Auch zur typi­schen Beide-arbei­ten-nicht-zu-knapp-Familie von heute pas­st, dass Ruedi (46) ganz andere Er­fahrungen macht: «Wenn ich sage, ich arbeite Voll­zeit, haben alle Verständ­nis. Wenn ich wiederum sage, dass ich gerade Papa-Tag habe, schwappt mir respekt­volle Aner­ken­nung entge­gen. Niemand kommt auf die Idee zu fragen, warum ich nicht an zwei Tagen die Woche zu den Kindern schaue.»

Streng getak­tet und gezwun­ge­ner­mas­sen diszi­pli­niert sind beider Leben, «das fängt früh am Morgen damit an, dass Ruedi das Früh­stück zube­rei­tet, während ich dusche, und gleich­zei­tig bei den Kindern der Wecker klin­gelt», erzählt Elisa­betta, «nur so sind wir alle recht­zei­tig parat». Dann sind da all die Rituale, die man mit Kindern wieder lebt, so Ruedi: «Kinder­ge­burts­tage, die Advents­zeit mit all ihren Akti­vi­tä­ten, dann natür­lich auch bei den Haus­auf­ga­ben präsent sein und vieles mehr. Das dichte Programm ist Dauer­zu­stand.» Er vermisse zwar erstaun­li­cher­weise die Konzert­be­su­che nicht, die früher zu seinem Alltag gehör­ten, «aber man mutiert schon ein wenig zu einer geteil­ten Persön­lich­keit mit der Zeit, wenn man sowohl die Familie als auch das Arbei­ten ernst nimmt. Man hat stets das Gefühl, beidem nicht genügen zu können.»

Wir sind total privi­le­giert im Vergleich zu Eltern, die beide so viel als irgend möglich arbei­ten müssen, um über­haupt über die Runden zu kommen.
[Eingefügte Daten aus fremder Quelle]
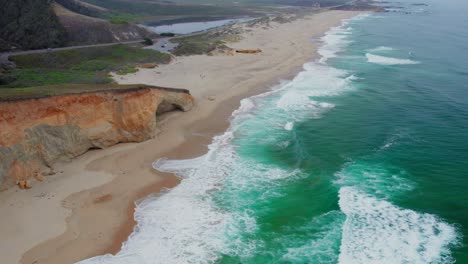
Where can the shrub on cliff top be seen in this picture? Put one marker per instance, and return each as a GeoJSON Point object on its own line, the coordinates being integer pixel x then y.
{"type": "Point", "coordinates": [79, 66]}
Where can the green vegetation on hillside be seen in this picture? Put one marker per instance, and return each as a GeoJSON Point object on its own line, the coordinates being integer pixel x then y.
{"type": "Point", "coordinates": [29, 24]}
{"type": "Point", "coordinates": [204, 43]}
{"type": "Point", "coordinates": [79, 66]}
{"type": "Point", "coordinates": [157, 8]}
{"type": "Point", "coordinates": [51, 90]}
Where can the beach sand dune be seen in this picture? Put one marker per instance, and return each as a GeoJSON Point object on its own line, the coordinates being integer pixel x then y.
{"type": "Point", "coordinates": [87, 208]}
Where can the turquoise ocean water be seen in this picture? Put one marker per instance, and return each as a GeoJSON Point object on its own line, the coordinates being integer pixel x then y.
{"type": "Point", "coordinates": [361, 158]}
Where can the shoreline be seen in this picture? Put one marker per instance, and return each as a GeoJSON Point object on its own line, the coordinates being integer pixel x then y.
{"type": "Point", "coordinates": [111, 198]}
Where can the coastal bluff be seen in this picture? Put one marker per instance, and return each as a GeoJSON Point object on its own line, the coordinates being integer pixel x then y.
{"type": "Point", "coordinates": [38, 131]}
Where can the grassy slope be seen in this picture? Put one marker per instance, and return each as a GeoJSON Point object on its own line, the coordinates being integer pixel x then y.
{"type": "Point", "coordinates": [29, 24]}
{"type": "Point", "coordinates": [80, 66]}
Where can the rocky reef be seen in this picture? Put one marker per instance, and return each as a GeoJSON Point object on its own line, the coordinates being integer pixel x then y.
{"type": "Point", "coordinates": [37, 132]}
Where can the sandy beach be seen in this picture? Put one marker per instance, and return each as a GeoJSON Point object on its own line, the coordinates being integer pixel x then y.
{"type": "Point", "coordinates": [86, 209]}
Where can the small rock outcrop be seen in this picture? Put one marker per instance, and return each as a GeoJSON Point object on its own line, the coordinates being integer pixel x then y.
{"type": "Point", "coordinates": [36, 132]}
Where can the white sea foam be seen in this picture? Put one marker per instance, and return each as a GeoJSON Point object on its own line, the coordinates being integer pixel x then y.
{"type": "Point", "coordinates": [316, 80]}
{"type": "Point", "coordinates": [381, 49]}
{"type": "Point", "coordinates": [334, 41]}
{"type": "Point", "coordinates": [377, 231]}
{"type": "Point", "coordinates": [182, 225]}
{"type": "Point", "coordinates": [382, 60]}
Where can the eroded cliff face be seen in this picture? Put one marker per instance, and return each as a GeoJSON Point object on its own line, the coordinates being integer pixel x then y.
{"type": "Point", "coordinates": [35, 133]}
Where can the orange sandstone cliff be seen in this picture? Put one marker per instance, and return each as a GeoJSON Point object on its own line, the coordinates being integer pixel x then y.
{"type": "Point", "coordinates": [36, 132]}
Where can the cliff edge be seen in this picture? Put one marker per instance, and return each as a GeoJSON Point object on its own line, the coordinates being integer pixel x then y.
{"type": "Point", "coordinates": [37, 132]}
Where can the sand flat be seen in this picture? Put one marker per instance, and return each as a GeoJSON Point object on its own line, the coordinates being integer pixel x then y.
{"type": "Point", "coordinates": [87, 209]}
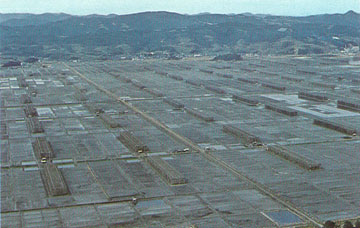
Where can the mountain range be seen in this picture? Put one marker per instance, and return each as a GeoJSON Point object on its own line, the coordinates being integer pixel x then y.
{"type": "Point", "coordinates": [171, 34]}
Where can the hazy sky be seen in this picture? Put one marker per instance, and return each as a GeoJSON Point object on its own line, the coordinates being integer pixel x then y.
{"type": "Point", "coordinates": [277, 7]}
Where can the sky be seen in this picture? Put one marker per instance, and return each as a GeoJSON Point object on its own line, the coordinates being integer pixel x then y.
{"type": "Point", "coordinates": [275, 7]}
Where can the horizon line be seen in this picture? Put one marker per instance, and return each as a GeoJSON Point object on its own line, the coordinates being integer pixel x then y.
{"type": "Point", "coordinates": [164, 11]}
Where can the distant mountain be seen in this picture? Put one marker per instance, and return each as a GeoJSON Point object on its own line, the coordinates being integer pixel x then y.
{"type": "Point", "coordinates": [167, 34]}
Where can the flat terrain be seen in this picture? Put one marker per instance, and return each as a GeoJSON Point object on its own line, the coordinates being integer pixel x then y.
{"type": "Point", "coordinates": [160, 143]}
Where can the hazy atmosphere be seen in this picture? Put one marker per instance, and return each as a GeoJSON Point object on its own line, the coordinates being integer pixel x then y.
{"type": "Point", "coordinates": [179, 113]}
{"type": "Point", "coordinates": [279, 7]}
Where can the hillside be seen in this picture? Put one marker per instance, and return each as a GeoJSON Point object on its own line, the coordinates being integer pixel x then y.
{"type": "Point", "coordinates": [164, 34]}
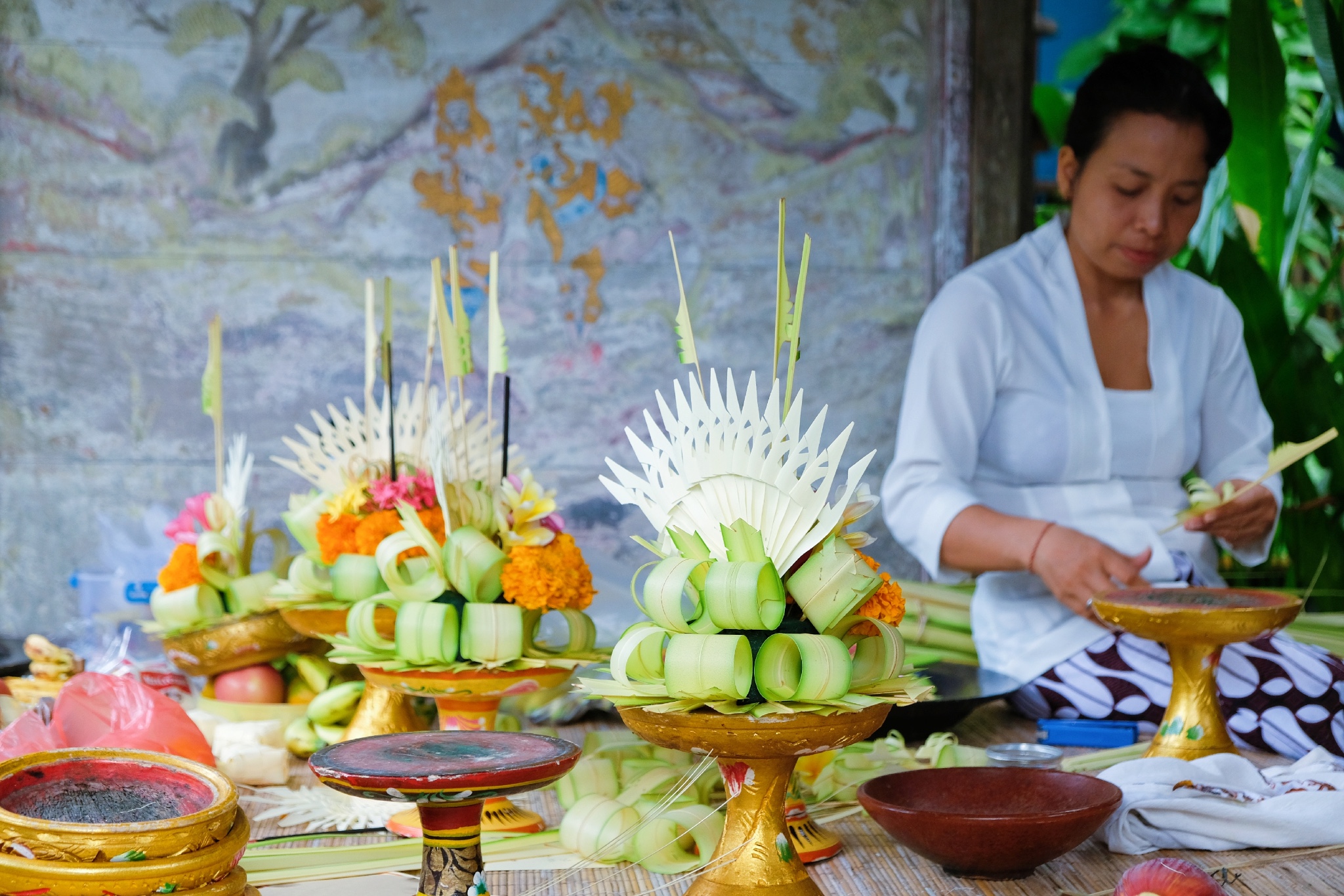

Und plötz­lich ist da im freund­li­chen Haus der Familie mit Sinn für Humor ein Hauch von Melan­cho­lie. Ja, das schlechte Gewis­sen gehöre als Konstante dazu, sagt Elisa­betta, und Ruedi: «Auch eine leise Trauer darüber, dass die Zeit so schnell vergeht, dass die Kinder so schnell gross werden. Ich vermisse diese verrückte Zeit bereits, wenn ich darüber nach­denke.» Einem Moment des Schwei­gens folgt der Gedanke an andere Fami­lien. Solche, von denen es heut­zu­tage auch nicht wenige gibt. Ruedi: «Wir sind ja sehr privi­le­giert mit unseren Berufen. Manch­mal frage ich mich, wie es für Eltern ist, wo beide in prekä­ren Jobs arbei­ten müssen, möglichst viel, um über­haupt über die Runden zu kommen …», und Elisa­betta: «Ja genau, wie fühlt sich wohl ihre Zerris­sen­heit an?»